TThis is the memoir/confessional of a chap born of parents wealthy enough to found a magazine and to establish ''progressive'' schools for youngsters, and prominent enough to break bread with the Roosevelts and the Morgans. Young Michael Straight attends such academies in America and in England, then samples the London School of Economics before entering Trinity College, Cambridge, in 1934. There, amid a gaggle of homosexual and far-left compatriots, he stands out as an articulate student politico. In due course he returns to his homeland (''I barely knew the country''), where he does a stint in the State Department, serves as angel for The New Republic, becomes a pennant-waving New Dealer, and agitates to get Henry Wallace elected president.

Wouldn't such a chap have life by the shirt collar? Don't you believe it. ''Caught up in the current of history and carried out of his depth,'' he anguishes under a sense of guilt for his inherited wealth, carries a dread of offending people, and nourishes ''a deepseated need to love and to be loved.'' Against this familiar scenario from the Cold War era, what does Michael Straight do to expiate all that guilt? He joins the Communist Party of Great Britain ''out of the sense of brotherhood that had opened a new life for me.''

The central significance, therefore, of Straight's ''political memoir'' would seem to be the postponed illumination it casts upon the collective soul of that long-ago elite who, in England, once swore never to fight for kind and country but who, both there and in the States, flocked to the communist-tainted columns doing battle on behalf of ''republican'' Spain.

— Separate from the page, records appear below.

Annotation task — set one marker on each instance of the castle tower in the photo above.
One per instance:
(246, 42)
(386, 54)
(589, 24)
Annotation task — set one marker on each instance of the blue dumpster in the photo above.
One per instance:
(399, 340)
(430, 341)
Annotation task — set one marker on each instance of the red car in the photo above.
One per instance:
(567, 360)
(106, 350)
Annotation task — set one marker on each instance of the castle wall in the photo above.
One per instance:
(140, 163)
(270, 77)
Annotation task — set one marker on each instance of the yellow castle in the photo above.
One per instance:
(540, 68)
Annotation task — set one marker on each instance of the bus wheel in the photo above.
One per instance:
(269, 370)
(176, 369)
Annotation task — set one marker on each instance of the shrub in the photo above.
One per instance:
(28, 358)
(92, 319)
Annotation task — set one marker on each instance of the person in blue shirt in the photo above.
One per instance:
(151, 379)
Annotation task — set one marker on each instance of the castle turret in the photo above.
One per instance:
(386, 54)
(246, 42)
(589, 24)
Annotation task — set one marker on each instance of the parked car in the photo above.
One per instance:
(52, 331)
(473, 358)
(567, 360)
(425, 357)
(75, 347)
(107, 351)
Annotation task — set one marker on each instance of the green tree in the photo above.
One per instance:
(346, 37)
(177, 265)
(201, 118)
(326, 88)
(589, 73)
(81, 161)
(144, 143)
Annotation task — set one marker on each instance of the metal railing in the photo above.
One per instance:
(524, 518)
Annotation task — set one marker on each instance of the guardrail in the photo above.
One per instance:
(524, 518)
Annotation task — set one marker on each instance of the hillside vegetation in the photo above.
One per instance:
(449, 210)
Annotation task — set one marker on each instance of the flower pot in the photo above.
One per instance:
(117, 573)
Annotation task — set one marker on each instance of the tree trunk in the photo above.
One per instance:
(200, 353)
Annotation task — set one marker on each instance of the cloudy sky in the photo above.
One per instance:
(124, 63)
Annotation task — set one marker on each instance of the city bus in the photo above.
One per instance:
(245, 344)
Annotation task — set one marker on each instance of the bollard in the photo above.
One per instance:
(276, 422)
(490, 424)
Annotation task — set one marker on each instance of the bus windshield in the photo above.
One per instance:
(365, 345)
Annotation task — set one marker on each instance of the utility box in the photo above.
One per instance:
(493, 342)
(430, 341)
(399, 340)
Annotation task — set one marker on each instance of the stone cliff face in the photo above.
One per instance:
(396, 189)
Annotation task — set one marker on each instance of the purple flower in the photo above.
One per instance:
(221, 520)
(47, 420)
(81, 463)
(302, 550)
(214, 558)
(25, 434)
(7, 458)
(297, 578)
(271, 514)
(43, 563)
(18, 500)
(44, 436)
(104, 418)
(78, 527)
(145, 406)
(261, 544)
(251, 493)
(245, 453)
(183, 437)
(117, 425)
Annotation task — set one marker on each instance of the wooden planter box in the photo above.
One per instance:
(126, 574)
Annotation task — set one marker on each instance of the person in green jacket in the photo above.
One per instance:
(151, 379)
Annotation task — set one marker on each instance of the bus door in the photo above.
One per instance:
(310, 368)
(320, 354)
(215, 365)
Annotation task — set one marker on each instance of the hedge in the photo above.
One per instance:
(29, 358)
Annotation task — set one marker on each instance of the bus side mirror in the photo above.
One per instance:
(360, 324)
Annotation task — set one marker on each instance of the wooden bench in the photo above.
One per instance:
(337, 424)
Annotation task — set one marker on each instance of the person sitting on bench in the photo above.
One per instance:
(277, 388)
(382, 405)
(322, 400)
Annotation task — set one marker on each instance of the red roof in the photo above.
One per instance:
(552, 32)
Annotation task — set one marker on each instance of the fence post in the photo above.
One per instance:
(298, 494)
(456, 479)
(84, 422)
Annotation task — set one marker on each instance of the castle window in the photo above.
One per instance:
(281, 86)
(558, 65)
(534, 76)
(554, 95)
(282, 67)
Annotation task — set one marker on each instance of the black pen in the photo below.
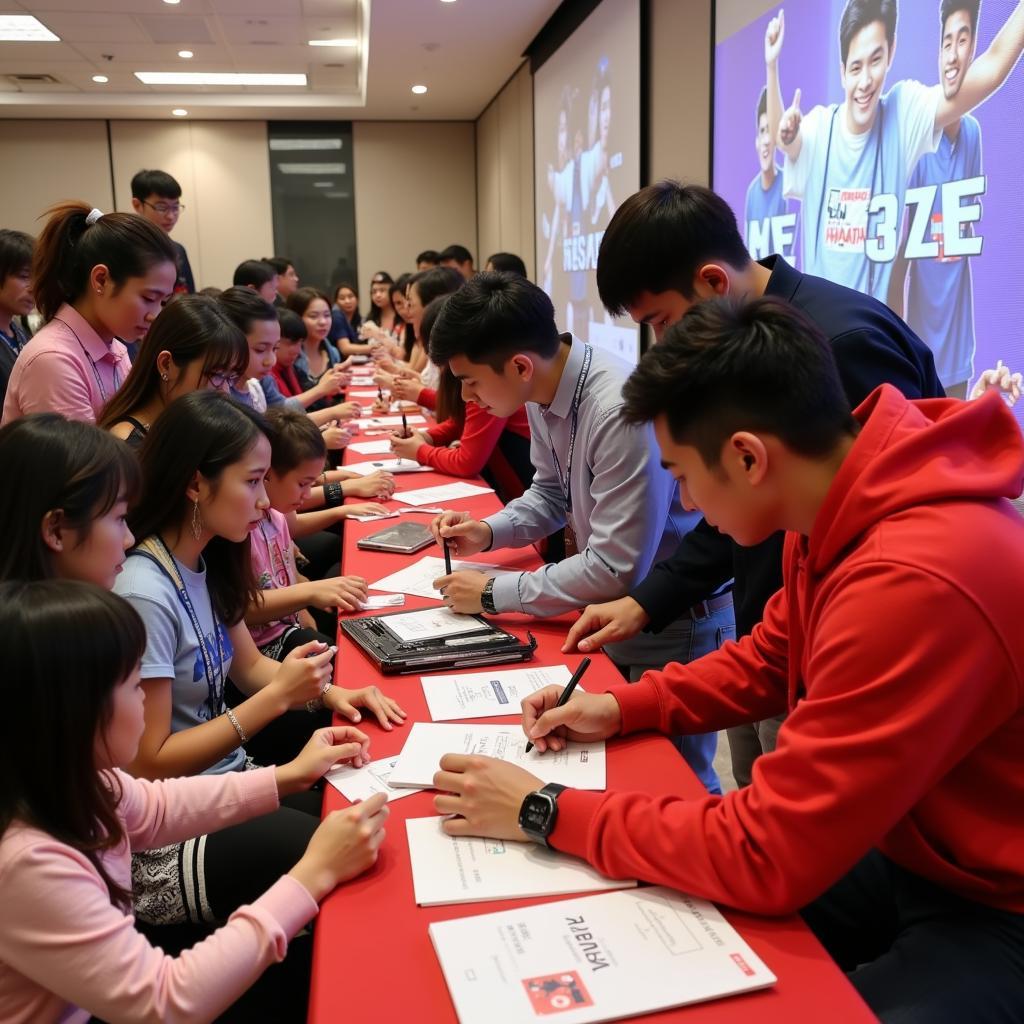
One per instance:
(567, 692)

As a belated witness to those schizophrenic times, ''After Long Silence'' makes significant reading. It is exceedingly well written, the author utilizing his novelistic talents in much reconstructed discourse. As to the book's most publicized passages - the background it affords to the spy scandals that have racked Britain - Mr. Straight makes it all understandable. He almost makes it understandable as to why it took him more than three decades to put the finger on Anthony Blunt as a crucially placed Soviet agent. In so doing he brings many of these old conspirers back to life, especially ''exhibitionist'' Guy Burgess, who emerges as a special devil. Along the way we get a pathetic glimpse of the last days of poet A.E. Housman and an eye-filling portrait of Henry Wallace, ''heading for the land of illusions from which I had come.''

''Transplanted as I was,'' explains Mr. Straight, ''I lacked a sense of loyalty to British or American institutions. . . . I had been uprooted; I was waiting to be reclaimed.'' The resultant apologia analyzing the phases of this rescue mission is a minor masterpiece of self-exculpation. It should rank with Whittaker Chambers's ''Cold Friday'' as the testament of one whom many may choose to label a traitor.